While most of the drone industry is working to build drones, one researcher from MIT’s Computer Science and Artificial Intelligence Lab (CSAIL) is working to ensure those drones don’t hurt anyone once they are built. Andrew Barry, a Ph.D. student at CSAIL, has devised an obstacle-detection system that allows drones to automatically dip, dive and dart away from objects.
“Everyone is building drones these days, but nobody knows how to get them to stop running into things,” he said. “Sensors like Lidar are too heavy to put on small aircraft, and creating maps of the environment in advance isn’t practical. If we want drones that can fly quickly and navigate in the real world, we need better, faster algorithms.”
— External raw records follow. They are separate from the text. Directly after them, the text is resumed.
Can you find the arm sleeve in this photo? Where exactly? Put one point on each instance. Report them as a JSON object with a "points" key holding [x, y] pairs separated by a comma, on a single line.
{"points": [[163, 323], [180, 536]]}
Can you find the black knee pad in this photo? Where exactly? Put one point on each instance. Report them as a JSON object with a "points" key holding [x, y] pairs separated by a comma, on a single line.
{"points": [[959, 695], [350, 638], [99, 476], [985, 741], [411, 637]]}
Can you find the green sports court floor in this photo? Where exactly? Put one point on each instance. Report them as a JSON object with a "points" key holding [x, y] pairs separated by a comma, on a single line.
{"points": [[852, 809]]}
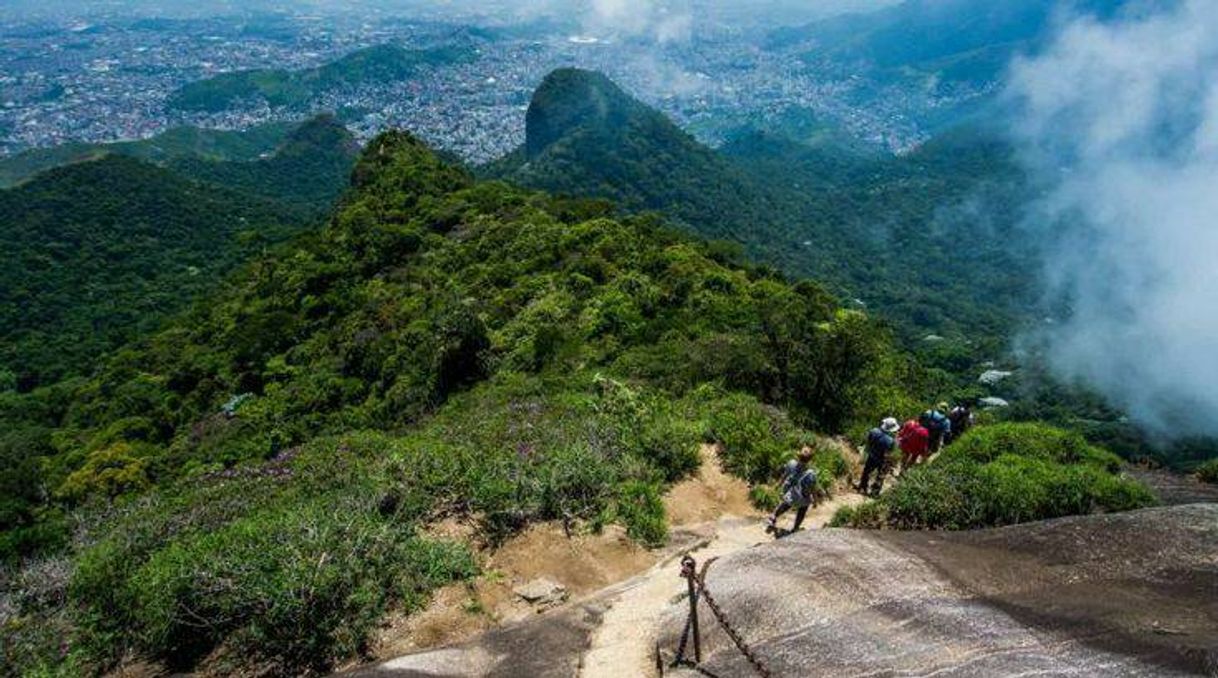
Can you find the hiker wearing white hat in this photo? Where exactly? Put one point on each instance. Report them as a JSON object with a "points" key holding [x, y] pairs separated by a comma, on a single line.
{"points": [[880, 443]]}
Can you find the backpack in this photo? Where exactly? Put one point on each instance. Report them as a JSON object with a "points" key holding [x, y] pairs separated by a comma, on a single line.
{"points": [[793, 489], [939, 421]]}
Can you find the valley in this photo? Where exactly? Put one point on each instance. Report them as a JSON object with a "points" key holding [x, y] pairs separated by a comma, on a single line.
{"points": [[400, 338]]}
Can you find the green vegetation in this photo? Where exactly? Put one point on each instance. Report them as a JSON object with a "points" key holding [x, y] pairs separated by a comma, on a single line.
{"points": [[309, 167], [246, 486], [875, 228], [903, 236], [1004, 475], [172, 145], [100, 252], [381, 63]]}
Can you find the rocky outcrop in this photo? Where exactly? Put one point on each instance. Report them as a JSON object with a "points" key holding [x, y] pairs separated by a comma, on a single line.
{"points": [[1121, 595]]}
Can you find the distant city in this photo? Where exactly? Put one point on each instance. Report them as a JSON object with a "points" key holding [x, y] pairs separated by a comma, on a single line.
{"points": [[109, 78]]}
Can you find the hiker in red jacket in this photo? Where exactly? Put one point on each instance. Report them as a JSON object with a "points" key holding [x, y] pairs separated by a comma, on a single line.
{"points": [[915, 443]]}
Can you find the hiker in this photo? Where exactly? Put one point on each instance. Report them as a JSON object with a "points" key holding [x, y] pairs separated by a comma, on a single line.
{"points": [[798, 489], [961, 418], [880, 444], [938, 425], [914, 442]]}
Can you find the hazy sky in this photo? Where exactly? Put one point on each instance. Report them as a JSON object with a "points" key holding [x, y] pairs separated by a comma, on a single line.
{"points": [[1123, 118]]}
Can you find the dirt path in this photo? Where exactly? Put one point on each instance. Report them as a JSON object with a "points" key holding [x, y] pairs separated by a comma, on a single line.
{"points": [[624, 643]]}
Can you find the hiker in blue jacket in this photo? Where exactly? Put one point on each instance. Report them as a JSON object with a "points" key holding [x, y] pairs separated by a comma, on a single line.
{"points": [[938, 425], [798, 489], [880, 444]]}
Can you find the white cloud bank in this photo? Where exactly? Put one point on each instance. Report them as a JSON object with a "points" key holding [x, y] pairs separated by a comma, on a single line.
{"points": [[1122, 117]]}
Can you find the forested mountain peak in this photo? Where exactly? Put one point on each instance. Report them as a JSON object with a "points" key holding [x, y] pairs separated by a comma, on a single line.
{"points": [[570, 100]]}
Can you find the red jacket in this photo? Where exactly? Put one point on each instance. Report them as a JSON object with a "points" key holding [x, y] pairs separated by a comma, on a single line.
{"points": [[914, 438]]}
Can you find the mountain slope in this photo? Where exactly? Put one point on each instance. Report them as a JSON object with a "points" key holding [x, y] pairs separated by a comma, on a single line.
{"points": [[104, 250], [943, 60], [308, 168], [100, 251], [172, 145], [441, 347], [900, 234], [586, 136]]}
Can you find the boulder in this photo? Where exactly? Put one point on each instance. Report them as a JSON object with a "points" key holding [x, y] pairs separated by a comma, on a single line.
{"points": [[1124, 594], [542, 593]]}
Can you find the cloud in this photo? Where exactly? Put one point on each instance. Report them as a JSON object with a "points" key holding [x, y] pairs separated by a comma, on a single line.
{"points": [[653, 20], [1121, 119]]}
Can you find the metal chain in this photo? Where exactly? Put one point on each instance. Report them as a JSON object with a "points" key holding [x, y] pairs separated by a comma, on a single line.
{"points": [[687, 571]]}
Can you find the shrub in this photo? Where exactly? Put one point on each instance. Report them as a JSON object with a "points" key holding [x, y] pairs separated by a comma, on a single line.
{"points": [[987, 443], [1009, 474], [1208, 471], [641, 509], [295, 584]]}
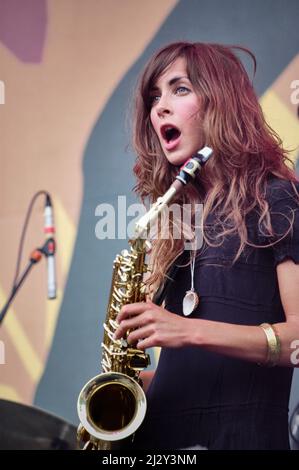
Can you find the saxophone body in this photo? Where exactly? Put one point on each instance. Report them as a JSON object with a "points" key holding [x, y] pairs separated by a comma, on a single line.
{"points": [[112, 405]]}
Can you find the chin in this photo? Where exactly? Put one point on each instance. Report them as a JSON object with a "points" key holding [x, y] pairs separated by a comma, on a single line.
{"points": [[178, 160]]}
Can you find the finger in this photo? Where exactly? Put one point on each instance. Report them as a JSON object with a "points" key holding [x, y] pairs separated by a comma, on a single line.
{"points": [[131, 309], [131, 324], [139, 334]]}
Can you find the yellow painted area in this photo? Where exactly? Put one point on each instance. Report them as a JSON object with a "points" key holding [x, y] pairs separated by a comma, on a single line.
{"points": [[9, 393], [282, 121], [28, 356], [65, 239]]}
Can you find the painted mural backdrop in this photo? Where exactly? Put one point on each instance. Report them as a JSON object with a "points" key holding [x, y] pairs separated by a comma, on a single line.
{"points": [[67, 71]]}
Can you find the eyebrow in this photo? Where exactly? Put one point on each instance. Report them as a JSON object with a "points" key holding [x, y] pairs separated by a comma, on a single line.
{"points": [[172, 81]]}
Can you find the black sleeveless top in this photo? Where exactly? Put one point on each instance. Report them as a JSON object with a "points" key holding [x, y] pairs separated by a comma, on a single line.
{"points": [[198, 397]]}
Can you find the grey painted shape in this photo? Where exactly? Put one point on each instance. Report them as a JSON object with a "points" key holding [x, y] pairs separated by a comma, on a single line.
{"points": [[269, 28]]}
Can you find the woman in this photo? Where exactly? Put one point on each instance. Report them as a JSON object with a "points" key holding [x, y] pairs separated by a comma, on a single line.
{"points": [[215, 385]]}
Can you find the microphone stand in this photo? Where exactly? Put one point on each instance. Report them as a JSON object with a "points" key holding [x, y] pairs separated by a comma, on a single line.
{"points": [[35, 257]]}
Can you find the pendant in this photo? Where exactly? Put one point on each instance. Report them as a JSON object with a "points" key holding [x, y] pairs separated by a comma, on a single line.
{"points": [[190, 302]]}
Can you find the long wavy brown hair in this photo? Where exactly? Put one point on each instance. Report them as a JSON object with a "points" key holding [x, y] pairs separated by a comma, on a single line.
{"points": [[246, 151]]}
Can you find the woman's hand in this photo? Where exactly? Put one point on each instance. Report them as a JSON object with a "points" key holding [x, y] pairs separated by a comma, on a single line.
{"points": [[153, 326]]}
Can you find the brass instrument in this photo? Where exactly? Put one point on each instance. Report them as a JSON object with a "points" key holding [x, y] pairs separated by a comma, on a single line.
{"points": [[112, 405]]}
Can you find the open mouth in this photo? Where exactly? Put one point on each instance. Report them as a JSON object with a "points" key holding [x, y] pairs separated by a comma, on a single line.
{"points": [[170, 133]]}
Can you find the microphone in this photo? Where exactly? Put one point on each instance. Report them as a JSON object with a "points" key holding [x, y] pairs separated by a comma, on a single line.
{"points": [[49, 247]]}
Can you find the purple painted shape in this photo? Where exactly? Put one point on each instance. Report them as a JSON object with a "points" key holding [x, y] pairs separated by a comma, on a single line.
{"points": [[23, 25]]}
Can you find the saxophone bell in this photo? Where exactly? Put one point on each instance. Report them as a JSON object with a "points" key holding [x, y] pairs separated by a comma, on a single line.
{"points": [[111, 406]]}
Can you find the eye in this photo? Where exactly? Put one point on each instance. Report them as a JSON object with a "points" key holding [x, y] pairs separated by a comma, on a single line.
{"points": [[181, 90], [153, 99]]}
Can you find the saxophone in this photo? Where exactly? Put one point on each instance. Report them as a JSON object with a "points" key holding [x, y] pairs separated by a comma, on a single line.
{"points": [[112, 405]]}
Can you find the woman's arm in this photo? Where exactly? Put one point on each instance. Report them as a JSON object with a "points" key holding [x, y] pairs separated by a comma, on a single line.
{"points": [[155, 326]]}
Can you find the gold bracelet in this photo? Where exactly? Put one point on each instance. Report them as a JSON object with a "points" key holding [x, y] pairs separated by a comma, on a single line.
{"points": [[273, 344]]}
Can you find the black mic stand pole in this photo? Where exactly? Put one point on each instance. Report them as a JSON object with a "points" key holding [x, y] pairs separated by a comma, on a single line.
{"points": [[34, 258]]}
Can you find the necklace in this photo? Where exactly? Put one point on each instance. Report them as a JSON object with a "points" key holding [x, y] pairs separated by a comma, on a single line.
{"points": [[191, 299]]}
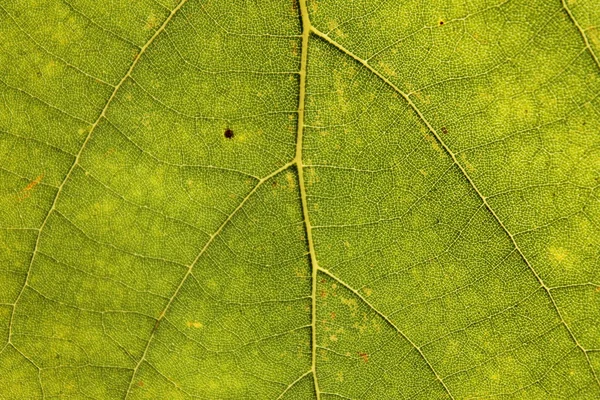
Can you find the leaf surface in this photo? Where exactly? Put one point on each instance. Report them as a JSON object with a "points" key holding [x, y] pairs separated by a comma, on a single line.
{"points": [[317, 200]]}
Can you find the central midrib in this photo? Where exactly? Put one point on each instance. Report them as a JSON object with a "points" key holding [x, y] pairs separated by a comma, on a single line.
{"points": [[306, 29]]}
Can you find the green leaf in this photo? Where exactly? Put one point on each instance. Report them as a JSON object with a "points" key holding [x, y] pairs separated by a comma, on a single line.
{"points": [[328, 199]]}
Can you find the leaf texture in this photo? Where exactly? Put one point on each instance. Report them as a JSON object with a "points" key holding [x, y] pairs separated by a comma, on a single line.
{"points": [[321, 199]]}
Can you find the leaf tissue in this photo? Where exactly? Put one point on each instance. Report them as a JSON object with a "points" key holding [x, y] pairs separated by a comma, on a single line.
{"points": [[299, 199]]}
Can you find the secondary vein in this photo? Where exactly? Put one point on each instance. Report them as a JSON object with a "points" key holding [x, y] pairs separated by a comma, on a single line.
{"points": [[78, 156]]}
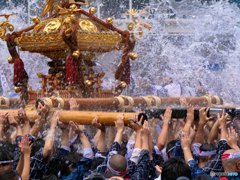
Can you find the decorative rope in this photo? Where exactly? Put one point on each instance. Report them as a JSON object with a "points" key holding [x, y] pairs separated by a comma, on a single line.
{"points": [[48, 102], [218, 100], [209, 99], [150, 99], [7, 101], [125, 107], [60, 102]]}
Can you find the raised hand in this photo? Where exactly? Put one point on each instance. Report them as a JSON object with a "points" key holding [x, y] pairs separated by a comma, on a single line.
{"points": [[96, 124], [222, 118], [119, 123], [190, 115], [185, 140], [55, 118], [203, 119], [22, 115], [136, 124], [167, 116], [24, 146], [75, 127], [42, 110], [232, 138], [73, 104], [3, 118], [145, 130]]}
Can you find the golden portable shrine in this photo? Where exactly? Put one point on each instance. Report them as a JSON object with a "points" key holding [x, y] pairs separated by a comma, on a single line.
{"points": [[72, 37]]}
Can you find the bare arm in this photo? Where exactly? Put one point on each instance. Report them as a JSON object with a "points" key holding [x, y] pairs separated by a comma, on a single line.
{"points": [[214, 132], [51, 135], [24, 120], [3, 120], [223, 125], [120, 128], [100, 140], [189, 120], [145, 133], [186, 146], [203, 119], [232, 139], [162, 138], [26, 150]]}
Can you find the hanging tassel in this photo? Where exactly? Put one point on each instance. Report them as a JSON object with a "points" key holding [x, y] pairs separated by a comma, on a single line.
{"points": [[20, 75], [126, 73], [71, 70]]}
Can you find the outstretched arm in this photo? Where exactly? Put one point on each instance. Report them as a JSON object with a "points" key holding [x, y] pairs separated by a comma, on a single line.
{"points": [[162, 138], [203, 119], [51, 135], [100, 139]]}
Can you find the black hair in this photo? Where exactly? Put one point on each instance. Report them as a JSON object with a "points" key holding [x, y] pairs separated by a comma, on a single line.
{"points": [[203, 177], [174, 168], [5, 155], [36, 145], [11, 175], [144, 116], [170, 147], [207, 147], [96, 162], [8, 147], [72, 159], [39, 101], [95, 176], [50, 177]]}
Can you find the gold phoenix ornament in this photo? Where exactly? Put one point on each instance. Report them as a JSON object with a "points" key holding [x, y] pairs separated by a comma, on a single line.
{"points": [[5, 26], [137, 24]]}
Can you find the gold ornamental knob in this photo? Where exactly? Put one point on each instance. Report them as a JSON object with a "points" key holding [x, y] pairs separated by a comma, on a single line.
{"points": [[68, 32], [109, 20], [11, 27], [133, 55], [76, 54], [10, 60], [17, 89], [36, 20], [123, 84], [88, 82], [92, 10], [130, 26], [73, 7]]}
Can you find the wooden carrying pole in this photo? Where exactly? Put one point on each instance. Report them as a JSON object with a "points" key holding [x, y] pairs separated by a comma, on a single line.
{"points": [[126, 103], [81, 117]]}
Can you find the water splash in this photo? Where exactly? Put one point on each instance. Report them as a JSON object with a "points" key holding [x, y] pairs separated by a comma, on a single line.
{"points": [[192, 44]]}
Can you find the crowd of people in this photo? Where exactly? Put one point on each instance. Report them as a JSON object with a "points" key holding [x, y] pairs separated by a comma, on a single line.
{"points": [[164, 148]]}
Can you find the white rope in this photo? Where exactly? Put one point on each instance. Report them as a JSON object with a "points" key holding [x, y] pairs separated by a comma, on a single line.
{"points": [[125, 107]]}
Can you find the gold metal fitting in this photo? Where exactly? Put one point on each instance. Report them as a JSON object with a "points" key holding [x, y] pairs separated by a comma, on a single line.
{"points": [[58, 8], [130, 26], [39, 75], [68, 32], [92, 10], [133, 55], [36, 20], [10, 27], [73, 7], [109, 20], [10, 60], [123, 84], [76, 54], [88, 82], [17, 89], [73, 18]]}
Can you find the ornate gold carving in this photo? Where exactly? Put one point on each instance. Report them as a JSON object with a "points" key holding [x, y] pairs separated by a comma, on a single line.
{"points": [[52, 26], [2, 32], [6, 25], [88, 26]]}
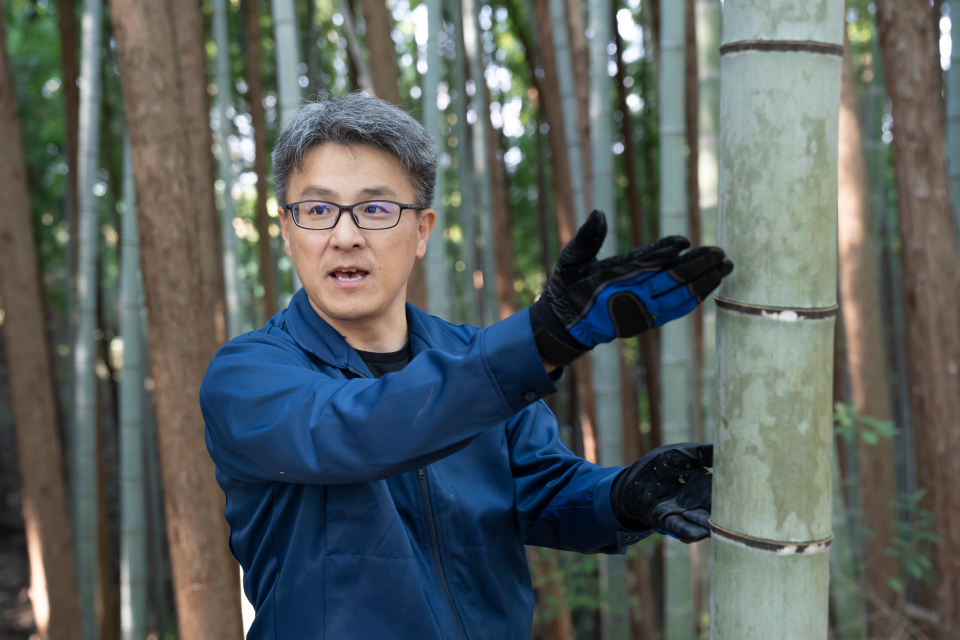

Barry has developed a stereo-vision algorithm that detects objects and builds a map of its surrounding in real time. According to Barry, the software, which is open source, is 20x faster than existing software, and extracts information at 8.3 milliseconds per frame.
Traditional algorithms focus on depth fields at multiple distances, limiting the drone’s speed to about 5 to 6 mph. Barry’s algorithm measures distances of 10 meters, allowing the drone to fly at 30 mph.
There are still some limitations to the algorithm, but Barry hopes it can be improved to work in more environments such as thick forests.
“Our current approach results in occasional incorrect estimates known as ‘drift,’ ” he said. “As hardware advances allow for more complex computation, we will be able to search at multiple depths and therefore check and correct our estimates. This lets us make our algorithms more aggressive, even in environments with larger numbers of obstacles.”